Artico, nuova frontiera energetica: Mosca valuta 3,6 trilioni di dollari di riserve

Per la Russia l’Artico non è più una periferia geografica, ma un pezzo centrale della strategia energetica e geopolitica nazionale. Secondo i dati diffusi da Vostokgosplan, il valore delle riserve accertate di idrocarburi nella regione supera i 3,6 trilioni di dollari. È una cifra che spiega da sola perché Mosca continui a rafforzare infrastrutture, vie di trasporto e capacità estrattiva oltre il Circolo polare.

Artico, nuova frontiera energetica: Mosca valuta 3,6 trilioni di riserve

Il 73 per cento delle riserve di gas e il 45 per cento del petrolio artico ricadono in territorio russo, una concentrazione che consolida la proiezione del Cremlino come principale fornitore energetico del quadrante settentrionale e primo beneficiario della rotta marittima artica, destinata a crescere con lo scioglimento stagionale dei ghiacci.

Un’economia regionale modellata dalle risorse
Nelle regioni autonome di Nenets e Khanty-Mansi l’estrazione rappresenta rispettivamente oltre l’80 e quasi l’80 per cento del prodotto interno lordo regionale, segno di una struttura produttiva fortemente ancorata all’upstream. La trasformazione di materie prime è invece concentrata nelle aree di Murmansk, Arkhangelsk e Krasnoyarsk, che ospitano impianti metallurgici e petrolchimici funzionali alla filiera. L’intera economia artica russa vale oggi circa 9,7 trilioni di rubli, sostenuta da una combinazione di idrocarburi e minerali solidi strategici, dallo zinco al nichel, fino al rame necessario per tecnologie elettrificate e sistemi di rete.

Una corsa agli investimenti da 20 trilioni di rubli
Il programma varato da Mosca individua sette progetti principali per un investimento complessivo superiore ai 20 trilioni di rubli, destinati per la maggior parte all’estrazione. Vostok Oil, il progetto bandiera, vale da solo quasi 12 trilioni di rubli e rappresenta uno dei più grandi sviluppi upstream del mondo, con una proiezione occupazionale di 83 mila addetti. La pipeline di iniziative include Arctic LNG, i progetti minerari di Norilsk Nickel e il polo della Baimskaya Mining Company, tasselli di una strategia che punta a legare l’Artico ai mercati asiatici sfruttando sia la rotta del Mare del Nord sia la crescente domanda di gas liquefatto.

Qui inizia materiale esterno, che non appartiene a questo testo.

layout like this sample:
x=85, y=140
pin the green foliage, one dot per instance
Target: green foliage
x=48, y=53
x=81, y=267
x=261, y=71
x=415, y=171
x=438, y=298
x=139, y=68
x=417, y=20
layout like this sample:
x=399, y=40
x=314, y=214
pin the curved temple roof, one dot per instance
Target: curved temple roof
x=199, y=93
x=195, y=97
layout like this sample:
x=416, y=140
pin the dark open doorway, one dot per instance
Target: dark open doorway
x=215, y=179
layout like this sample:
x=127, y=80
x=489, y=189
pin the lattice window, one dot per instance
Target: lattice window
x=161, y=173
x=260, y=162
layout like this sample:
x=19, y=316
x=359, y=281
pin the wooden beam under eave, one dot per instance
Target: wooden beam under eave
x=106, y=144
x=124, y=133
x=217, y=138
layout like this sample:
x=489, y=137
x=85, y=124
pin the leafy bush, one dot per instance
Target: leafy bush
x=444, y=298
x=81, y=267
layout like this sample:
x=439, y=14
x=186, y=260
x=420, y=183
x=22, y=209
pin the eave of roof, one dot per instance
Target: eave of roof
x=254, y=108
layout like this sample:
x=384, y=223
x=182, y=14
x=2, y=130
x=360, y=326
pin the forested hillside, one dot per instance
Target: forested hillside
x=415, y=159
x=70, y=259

Energia, logistica e geopolitica

La posta in gioco è anche geopolitica: nel nuovo risiko delle rotte, la Russia mira a trasformare l’Artico in un corridoio alternativo allo snodo Suez–Malacca, accorciando le distanze verso Cina, India e Sud-est asiatico e agganciandosi alle nuove catene di fornitura orientate a Est. La guerra in Ucraina e le sanzioni occidentali hanno accelerato questo riposizionamento, spingendo Mosca a internalizzare maggiori quote di valore e a creare infrastrutture resilienti a restrizioni commerciali europee. La rilevanza crescente del GNL come commodity ponte rende l’Artico un test strategico della capacità russa di continuare a fare leva sull’energia come strumento di influenza.

Il fattore climatico come variabile industriale
La transizione globale non riduce l’interesse verso la regione, anzi lo amplia. La scarsità prevista di minerali critici e il fabbisogno di gas nella fase intermedia del passaggio alle rinnovabili conferiscono all’Artico un ruolo ibrido: riserva di sicurezza e piattaforma di ricomposizione degli equilibri energetici. Se per l’Europa l’area resta soprattutto un dossier di sicurezza e difesa, per la Russia costituisce invece un motore economico capace di riorientare capitali, occupazione e infrastrutture dentro confini nazionali. È qui che si misura la traiettoria di un Paese che, ridisegnando la sua geografia industriale, punta a trasformare l’Artico nel nuovo baricentro della propria sovranità energetica.